Déjà, ils parlent d’une méta-étude sur 2800 études. Lesquelles? La quantité, sans s’intéresser à la qualité, n’a aucun sens. Et le fait qu’elles soient publiées dans « des revues médicales » n’est en rien un gage de qualité…
Pour ma part, j’ai trouvé une majorité de méta-études qui tombent sur une conclusion inverse de ce que le reportage donne.
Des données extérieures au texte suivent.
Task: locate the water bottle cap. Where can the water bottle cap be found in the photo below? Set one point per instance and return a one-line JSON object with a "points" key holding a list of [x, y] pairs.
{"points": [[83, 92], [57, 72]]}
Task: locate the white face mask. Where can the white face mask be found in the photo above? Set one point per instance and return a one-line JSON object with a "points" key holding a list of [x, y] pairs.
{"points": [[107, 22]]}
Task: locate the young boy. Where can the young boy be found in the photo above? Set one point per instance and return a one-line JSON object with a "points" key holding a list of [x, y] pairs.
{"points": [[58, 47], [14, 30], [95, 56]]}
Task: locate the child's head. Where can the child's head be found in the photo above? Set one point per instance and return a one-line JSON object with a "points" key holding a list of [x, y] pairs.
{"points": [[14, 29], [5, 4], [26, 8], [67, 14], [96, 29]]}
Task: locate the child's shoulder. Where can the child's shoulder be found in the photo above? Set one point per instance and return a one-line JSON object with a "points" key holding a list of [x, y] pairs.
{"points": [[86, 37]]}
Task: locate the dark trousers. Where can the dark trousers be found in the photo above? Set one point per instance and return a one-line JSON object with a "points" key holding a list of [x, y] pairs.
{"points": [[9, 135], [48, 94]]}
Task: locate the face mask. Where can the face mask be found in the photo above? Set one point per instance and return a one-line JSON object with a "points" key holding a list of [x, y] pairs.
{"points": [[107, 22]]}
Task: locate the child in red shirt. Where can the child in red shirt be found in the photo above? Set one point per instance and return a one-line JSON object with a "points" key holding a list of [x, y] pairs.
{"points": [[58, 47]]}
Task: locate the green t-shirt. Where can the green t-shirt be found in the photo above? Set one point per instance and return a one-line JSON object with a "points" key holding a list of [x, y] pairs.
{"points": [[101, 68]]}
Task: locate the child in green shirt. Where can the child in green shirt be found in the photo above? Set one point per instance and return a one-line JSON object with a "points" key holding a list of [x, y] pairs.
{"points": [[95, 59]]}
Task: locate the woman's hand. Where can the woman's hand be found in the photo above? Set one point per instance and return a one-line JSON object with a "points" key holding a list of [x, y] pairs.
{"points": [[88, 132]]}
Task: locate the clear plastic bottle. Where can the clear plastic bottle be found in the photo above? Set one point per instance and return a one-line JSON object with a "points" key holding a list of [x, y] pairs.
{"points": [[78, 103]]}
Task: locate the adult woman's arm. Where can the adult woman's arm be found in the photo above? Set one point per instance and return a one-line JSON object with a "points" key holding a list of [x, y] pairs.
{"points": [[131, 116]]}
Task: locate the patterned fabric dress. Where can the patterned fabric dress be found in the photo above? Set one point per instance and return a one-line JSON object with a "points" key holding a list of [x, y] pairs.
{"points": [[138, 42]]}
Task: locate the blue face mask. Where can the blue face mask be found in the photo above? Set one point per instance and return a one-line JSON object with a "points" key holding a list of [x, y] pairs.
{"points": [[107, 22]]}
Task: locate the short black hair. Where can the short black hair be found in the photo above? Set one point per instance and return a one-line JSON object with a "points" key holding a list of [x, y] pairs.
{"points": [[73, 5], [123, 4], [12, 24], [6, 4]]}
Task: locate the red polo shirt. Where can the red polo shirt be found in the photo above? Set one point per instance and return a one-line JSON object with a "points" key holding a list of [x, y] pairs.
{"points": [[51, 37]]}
L’exemple Atos: un bel exemple de conclusion tirée sans réelle preuve. Comment se fait-il qu’on ne retrouve pas ce taux de malades dans les (innombrables) sociétés de télécoms de par le monde?
Quelle est la probabilité que ce soit juste le hasard (et pas à la grosse louche, je veux une estimation statistique)? Pourquoi ne serait-ce pas plutôt lié à autre-chose (matériaux utilisés dans le bâtiment, eau contaminée, etc.) ?
Pour le Phonegate, il s’agit en pratique d’un protocole de mesure différent. Et bien que cela montre la nécessite d’avoir des normes claires et des protocoles strictes, cela n’est en RIEN, une preuve quelconque de dangerosité ou autre.
Niveau intervenants, le choix de Martin Pall est décrédibilisant, quand on s’intéresse un peu aux propos et aux études du monsieur, on voit vite qu’il a des croyances bien arrêtées sur certains sujets, et ses études font des choix assez bizarres quand il s’agit de sélectionner les études à prendre en compte (car globalement, il ne fait que de méta-analyse, pas d’étude propre).
Ce reportage est encore un de ceux qui part d’une conclusion et prend soin de ne montrer que ce qui l’arrange. Ce n’est pas comme ça qu’on réalise un travail scientifique de qualité.
Si les ondes sont un danger, il est du devoir de ceux qui le croient d’apporter des preuves absolument irréfutables, et pas des avis, des croyances ou des pseudo-études aux méthodologie à minima mauvaises.